When left-handed pitcher Josh Rogers took the mound in relief for the Orioles Feb. 28, it marked the first time Rogers had pitched in a competitive game in 614 days. The catalysts for this lengthy gap were two-fold: He had UCL revision surgery in July 2019, and then his return to the mound was slowed due to COVID-19 wiping out the minor-league season in 2020.
Rogers, 26, allowed one run on two hits in his one inning of work against the Pittsburgh Pirates, but nothing could take away from Rogers’ excitement about returning.
“I just wanted to get that first hitter out of the way, honestly,” Rogers said on Glenn Clark Radio March 4. “I wasn’t really nervous or anything like that. I was excited about being back out there and being with the guys … which is my favorite part of the game, being with teammates and being a part of a team.”
Rogers also experienced loss during his strenuous journey of returning to the big leagues. His grandfather, with whom Rogers was extremely close, passed away last July while Rogers was rehabbing.
“I had a lot going on during quarantine,” Rogers said. “I would rehab in the mornings and then spend time with the family in the afternoons. It was kind of a blessing in disguise for me to be able to be home, be around my grandpa and family during those tough times. Quarantine was not fun, but at the same time I got to spend some time with them and really focus on my career.”
Rogers was not the only Oriole who returned to competition Feb. 28, as first baseman Trey Mancini returned from his well-documented fight against stage 3 colon cancer. Like all the fans in attendance in Sarasota, Fla., Rogers was thrilled to see Mancini back on the field.
“I went up to him before the game and gave him a big hug, like, ‘Bro, I’m so proud of you, I’m so happy for you,'” Rogers said. “I’m sure he had tons and tons of emotion. To see everybody give him an ovation, both sides standing up, I literally had cold chills in the bullpen. … For him to get a hit, that’s just what Trey does.”
“Just to kind of attest to what kind of person Trey is, it was like an hour later. My phone buzzes. He texted me. He’s like, ‘Hey man, I am so sorry, I didn’t even congratulate you. I didn’t even realize you were coming back,” Rogers added. “I was like, ‘Bro, it is OK. This is not about me at all.'”

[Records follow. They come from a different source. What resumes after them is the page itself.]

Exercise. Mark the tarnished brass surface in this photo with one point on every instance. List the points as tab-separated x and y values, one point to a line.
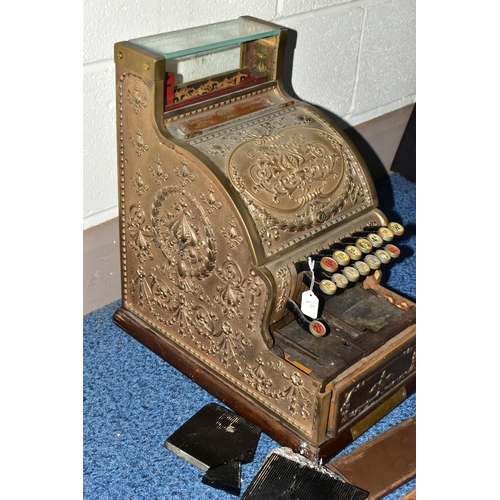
218	201
186	269
360	389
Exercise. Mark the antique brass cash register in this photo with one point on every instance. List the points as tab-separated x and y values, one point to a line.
251	242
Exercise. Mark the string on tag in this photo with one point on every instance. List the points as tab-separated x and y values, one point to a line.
311	267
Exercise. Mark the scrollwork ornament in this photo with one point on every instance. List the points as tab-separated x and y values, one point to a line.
140	233
184	235
231	294
183	172
210	201
157	171
138	182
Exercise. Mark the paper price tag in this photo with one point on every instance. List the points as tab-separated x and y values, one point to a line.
309	304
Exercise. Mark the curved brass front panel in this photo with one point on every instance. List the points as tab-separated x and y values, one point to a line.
294	170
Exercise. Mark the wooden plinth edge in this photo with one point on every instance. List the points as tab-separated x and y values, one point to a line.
228	394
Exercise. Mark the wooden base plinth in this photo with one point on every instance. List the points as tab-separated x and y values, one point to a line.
228	394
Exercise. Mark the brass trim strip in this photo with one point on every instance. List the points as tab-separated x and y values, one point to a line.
378	413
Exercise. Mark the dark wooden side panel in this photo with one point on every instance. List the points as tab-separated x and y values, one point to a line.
383	463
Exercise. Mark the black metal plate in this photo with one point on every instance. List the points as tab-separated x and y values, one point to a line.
281	478
215	436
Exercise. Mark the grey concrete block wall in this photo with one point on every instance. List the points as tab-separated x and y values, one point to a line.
355	59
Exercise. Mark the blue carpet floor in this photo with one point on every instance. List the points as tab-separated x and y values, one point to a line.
133	400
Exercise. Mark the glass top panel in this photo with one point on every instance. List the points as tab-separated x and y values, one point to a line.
201	38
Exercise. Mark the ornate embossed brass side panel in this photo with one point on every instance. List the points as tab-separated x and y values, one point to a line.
220	196
186	269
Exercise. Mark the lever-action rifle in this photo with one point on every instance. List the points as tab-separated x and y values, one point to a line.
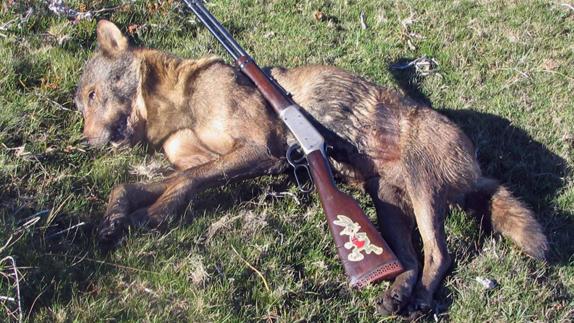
365	255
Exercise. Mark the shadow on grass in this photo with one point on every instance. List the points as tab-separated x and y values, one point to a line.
507	153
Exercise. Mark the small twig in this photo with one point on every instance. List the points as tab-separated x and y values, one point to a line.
103	263
362	20
17	282
6	298
65	230
253	268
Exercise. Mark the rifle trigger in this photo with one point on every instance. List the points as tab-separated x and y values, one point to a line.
307	185
296	158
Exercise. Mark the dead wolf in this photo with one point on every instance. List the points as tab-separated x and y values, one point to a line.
216	128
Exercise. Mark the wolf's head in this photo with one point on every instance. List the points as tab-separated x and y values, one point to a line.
108	93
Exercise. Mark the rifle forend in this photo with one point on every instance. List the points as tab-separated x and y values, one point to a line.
365	255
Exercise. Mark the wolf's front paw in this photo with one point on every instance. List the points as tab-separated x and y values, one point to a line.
112	229
391	302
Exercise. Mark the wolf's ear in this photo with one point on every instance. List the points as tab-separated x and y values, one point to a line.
110	38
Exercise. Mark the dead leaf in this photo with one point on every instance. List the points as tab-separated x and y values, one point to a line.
549	64
133	28
319	15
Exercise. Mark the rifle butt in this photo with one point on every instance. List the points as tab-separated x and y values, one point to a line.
365	255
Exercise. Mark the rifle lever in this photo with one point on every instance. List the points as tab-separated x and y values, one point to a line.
296	158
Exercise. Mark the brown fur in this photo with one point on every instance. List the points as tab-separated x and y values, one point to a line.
215	127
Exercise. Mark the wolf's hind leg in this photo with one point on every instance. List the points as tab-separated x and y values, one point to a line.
430	209
397	228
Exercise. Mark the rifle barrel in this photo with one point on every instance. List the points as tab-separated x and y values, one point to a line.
234	49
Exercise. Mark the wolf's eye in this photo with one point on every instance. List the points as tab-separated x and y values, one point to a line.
91	96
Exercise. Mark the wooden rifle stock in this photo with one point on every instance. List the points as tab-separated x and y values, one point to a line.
365	255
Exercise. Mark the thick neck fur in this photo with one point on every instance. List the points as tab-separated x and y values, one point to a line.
166	89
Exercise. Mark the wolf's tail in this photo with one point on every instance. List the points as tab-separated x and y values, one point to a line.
496	205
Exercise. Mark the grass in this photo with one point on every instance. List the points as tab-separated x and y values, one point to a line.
504	75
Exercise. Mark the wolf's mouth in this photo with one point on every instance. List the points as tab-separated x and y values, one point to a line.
119	135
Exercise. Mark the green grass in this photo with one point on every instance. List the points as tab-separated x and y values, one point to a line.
505	74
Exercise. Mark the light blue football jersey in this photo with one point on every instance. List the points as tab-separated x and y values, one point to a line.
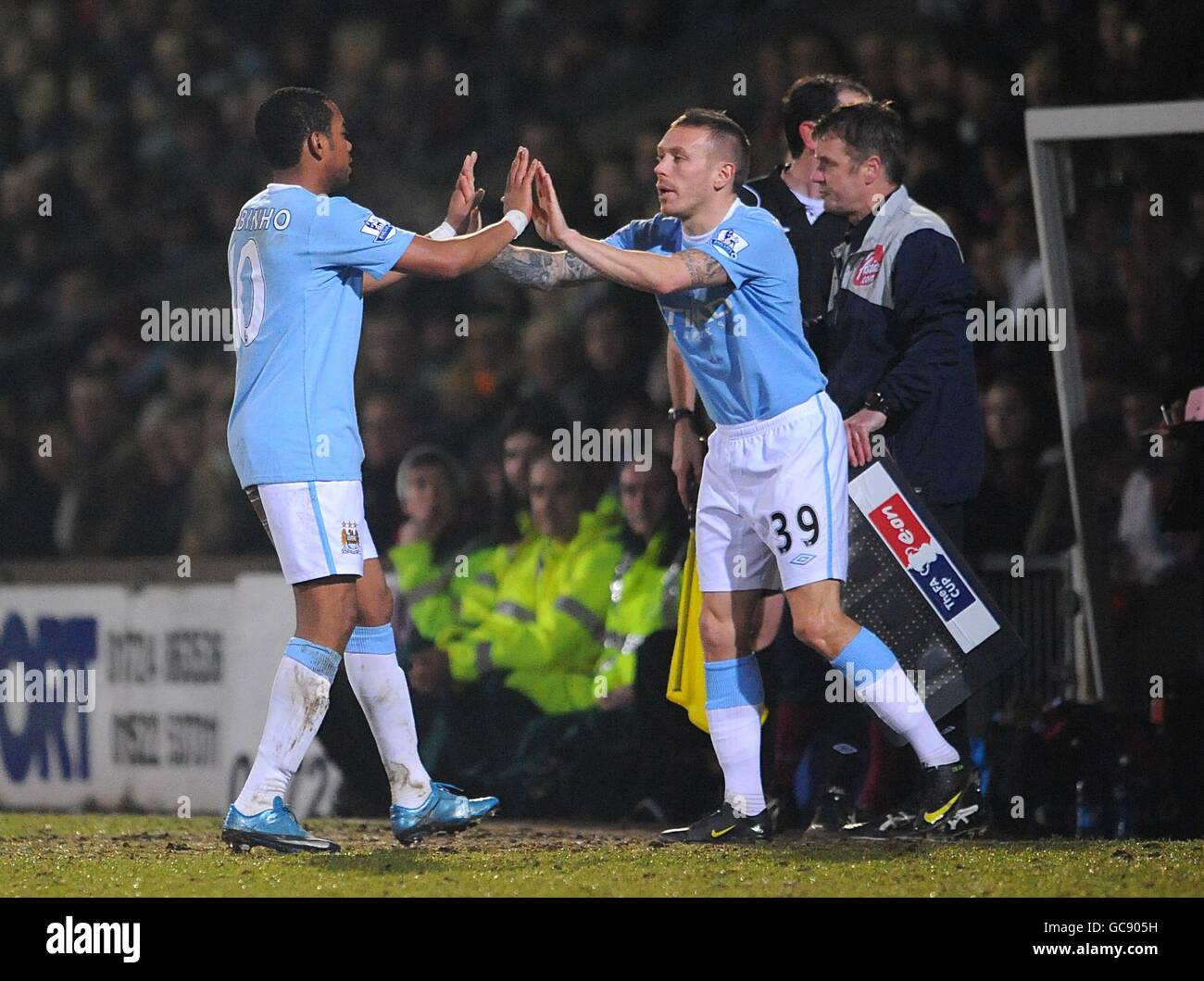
743	342
296	265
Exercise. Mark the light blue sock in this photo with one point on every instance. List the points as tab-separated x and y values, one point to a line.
880	683
734	695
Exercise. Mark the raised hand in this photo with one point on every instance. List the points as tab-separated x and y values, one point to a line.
518	184
549	220
465	196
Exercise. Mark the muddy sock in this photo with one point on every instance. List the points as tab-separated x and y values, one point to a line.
380	683
295	709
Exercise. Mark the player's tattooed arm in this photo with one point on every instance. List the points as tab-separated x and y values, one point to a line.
543	270
703	270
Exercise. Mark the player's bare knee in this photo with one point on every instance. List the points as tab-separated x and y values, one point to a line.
819	628
374	607
715	632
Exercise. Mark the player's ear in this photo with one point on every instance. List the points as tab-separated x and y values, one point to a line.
317	145
725	175
873	168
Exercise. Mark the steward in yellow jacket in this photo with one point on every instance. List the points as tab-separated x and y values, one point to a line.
548	622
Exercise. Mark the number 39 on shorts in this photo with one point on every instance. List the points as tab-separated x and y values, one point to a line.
808	523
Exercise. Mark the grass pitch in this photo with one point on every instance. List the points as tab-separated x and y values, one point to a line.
136	855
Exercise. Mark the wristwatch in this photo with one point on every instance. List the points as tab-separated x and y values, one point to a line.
877	402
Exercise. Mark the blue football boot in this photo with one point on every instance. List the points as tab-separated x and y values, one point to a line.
276	828
444	811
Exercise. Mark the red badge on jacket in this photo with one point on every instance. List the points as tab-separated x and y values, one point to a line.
872	265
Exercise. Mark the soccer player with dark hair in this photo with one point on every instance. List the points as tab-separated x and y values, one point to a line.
300	261
791	196
773	501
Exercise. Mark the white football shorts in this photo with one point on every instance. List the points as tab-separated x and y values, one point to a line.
317	527
773	506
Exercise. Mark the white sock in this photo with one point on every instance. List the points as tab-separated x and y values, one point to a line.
297	704
895	700
735	736
380	684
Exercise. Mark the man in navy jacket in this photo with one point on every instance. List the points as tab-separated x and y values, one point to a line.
903	362
901	366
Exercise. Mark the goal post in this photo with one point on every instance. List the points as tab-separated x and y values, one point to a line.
1047	132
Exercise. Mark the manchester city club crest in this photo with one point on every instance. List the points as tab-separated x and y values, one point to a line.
350	537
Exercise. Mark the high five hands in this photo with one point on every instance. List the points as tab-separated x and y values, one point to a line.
549	220
464	208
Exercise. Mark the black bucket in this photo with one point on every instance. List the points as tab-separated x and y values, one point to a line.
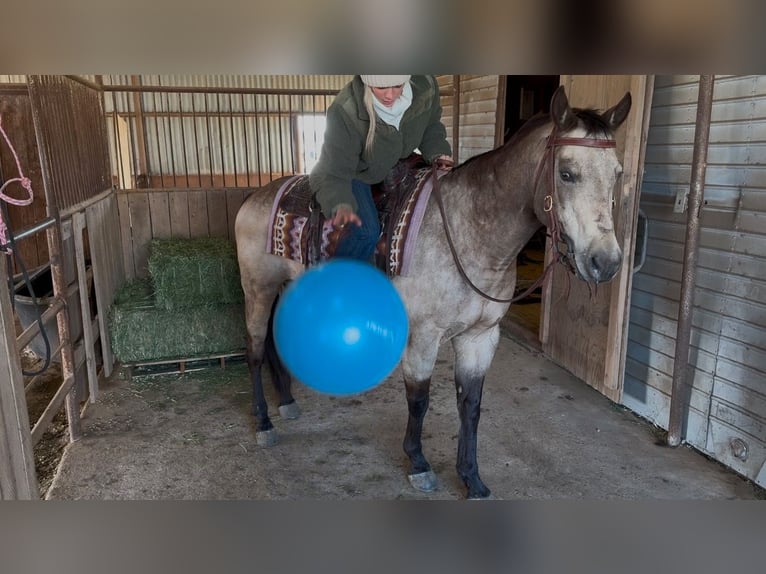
28	308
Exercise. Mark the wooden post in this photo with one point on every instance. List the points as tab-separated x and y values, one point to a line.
18	480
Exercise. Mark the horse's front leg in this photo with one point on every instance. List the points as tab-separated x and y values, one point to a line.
258	310
417	365
280	377
473	356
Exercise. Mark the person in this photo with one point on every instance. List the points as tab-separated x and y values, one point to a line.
372	123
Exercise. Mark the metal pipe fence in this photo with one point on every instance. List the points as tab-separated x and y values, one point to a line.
195	137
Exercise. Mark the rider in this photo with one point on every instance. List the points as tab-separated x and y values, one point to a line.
358	152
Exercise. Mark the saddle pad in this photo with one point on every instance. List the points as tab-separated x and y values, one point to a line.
287	235
406	227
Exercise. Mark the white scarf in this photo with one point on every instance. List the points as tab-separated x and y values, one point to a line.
393	115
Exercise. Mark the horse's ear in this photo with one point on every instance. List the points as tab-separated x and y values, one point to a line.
616	115
561	113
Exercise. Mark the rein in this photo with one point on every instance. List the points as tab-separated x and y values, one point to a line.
554	227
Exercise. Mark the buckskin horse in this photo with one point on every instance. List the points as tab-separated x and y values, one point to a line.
560	171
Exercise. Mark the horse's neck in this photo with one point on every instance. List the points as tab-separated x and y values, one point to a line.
497	190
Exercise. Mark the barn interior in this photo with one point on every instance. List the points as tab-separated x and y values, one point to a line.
120	162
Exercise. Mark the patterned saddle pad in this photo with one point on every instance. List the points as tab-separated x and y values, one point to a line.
404	203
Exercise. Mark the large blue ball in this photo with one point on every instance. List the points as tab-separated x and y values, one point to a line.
341	327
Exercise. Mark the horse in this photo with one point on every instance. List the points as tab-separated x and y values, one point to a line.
559	170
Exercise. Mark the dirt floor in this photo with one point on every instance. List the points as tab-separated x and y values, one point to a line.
543	435
50	449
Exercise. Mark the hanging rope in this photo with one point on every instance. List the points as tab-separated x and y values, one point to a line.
24	181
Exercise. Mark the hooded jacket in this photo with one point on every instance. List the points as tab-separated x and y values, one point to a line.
343	158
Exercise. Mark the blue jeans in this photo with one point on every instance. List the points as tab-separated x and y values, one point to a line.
359	242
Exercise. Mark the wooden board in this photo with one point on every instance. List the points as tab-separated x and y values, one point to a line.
586	332
17	467
102	220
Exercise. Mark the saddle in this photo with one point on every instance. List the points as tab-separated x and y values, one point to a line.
298	229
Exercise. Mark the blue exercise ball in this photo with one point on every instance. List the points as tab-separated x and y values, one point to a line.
341	327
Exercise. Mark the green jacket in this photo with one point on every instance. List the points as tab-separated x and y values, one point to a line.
341	158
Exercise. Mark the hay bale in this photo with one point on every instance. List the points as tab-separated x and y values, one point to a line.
194	272
142	331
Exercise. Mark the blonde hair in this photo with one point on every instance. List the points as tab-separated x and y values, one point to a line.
368	95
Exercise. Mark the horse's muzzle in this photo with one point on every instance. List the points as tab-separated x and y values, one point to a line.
603	266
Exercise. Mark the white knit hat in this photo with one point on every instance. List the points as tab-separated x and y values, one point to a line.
384	81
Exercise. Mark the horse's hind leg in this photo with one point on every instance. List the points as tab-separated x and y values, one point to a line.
288	408
473	355
417	366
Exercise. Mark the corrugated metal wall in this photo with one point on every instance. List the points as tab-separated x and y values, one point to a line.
727	416
478	107
214	133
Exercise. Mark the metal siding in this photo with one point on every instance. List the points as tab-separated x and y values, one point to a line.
728	347
265	149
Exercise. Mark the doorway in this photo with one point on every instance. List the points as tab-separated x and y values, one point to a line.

It’s unclear where Rogers will begin the 2021 season and what role he’ll fill. He was originally acquired by the Orioles in 2018 as part of the return for reliever Zack Britton. Rogers is known as a control pitcher, as evidenced by his 1.84 walks per nine innings throughout his 436.0 minor-league innings, most of which came as a starter. His career minor-league ERA is 3.76.
Rogers’ stints in the majors from 2018-2019 were less than stellar, but he’s only thrown 26.0 innings and his elbow injury may have hindered his capabilities in 2019. He does not have blow-you-away stuff, as his fastball usually sits below 90 mph, but if he can rekindle his command and control, he can help the Orioles.
“I’m not Gerrit Cole. I’m not a Cy Young winner, but that doesn’t mean I can’t be a really good big-league arm and healthy and be effective and win games and pitch innings and really help a team win at that level,” Rogers said. “… I feel like I have to hit the ground running.”
As Rogers works to make tangible contributions this year, the Orioles, and particularly their pitching staff, have been getting next to no love from analysts and the media leading up to the season. Those comments could not possibly faze Rogers.
“The media has to make storylines and headlines,” Rogers said. “… As I’m getting older, I’m getting less and less in-depth reading all that kind of stuff. Obviously you’ve seen it the last couple of years. I think we extremely hard. That’s a tribute to [manager Brandon Hyde] and our staff. I don’t think that we are a team that people want to face.”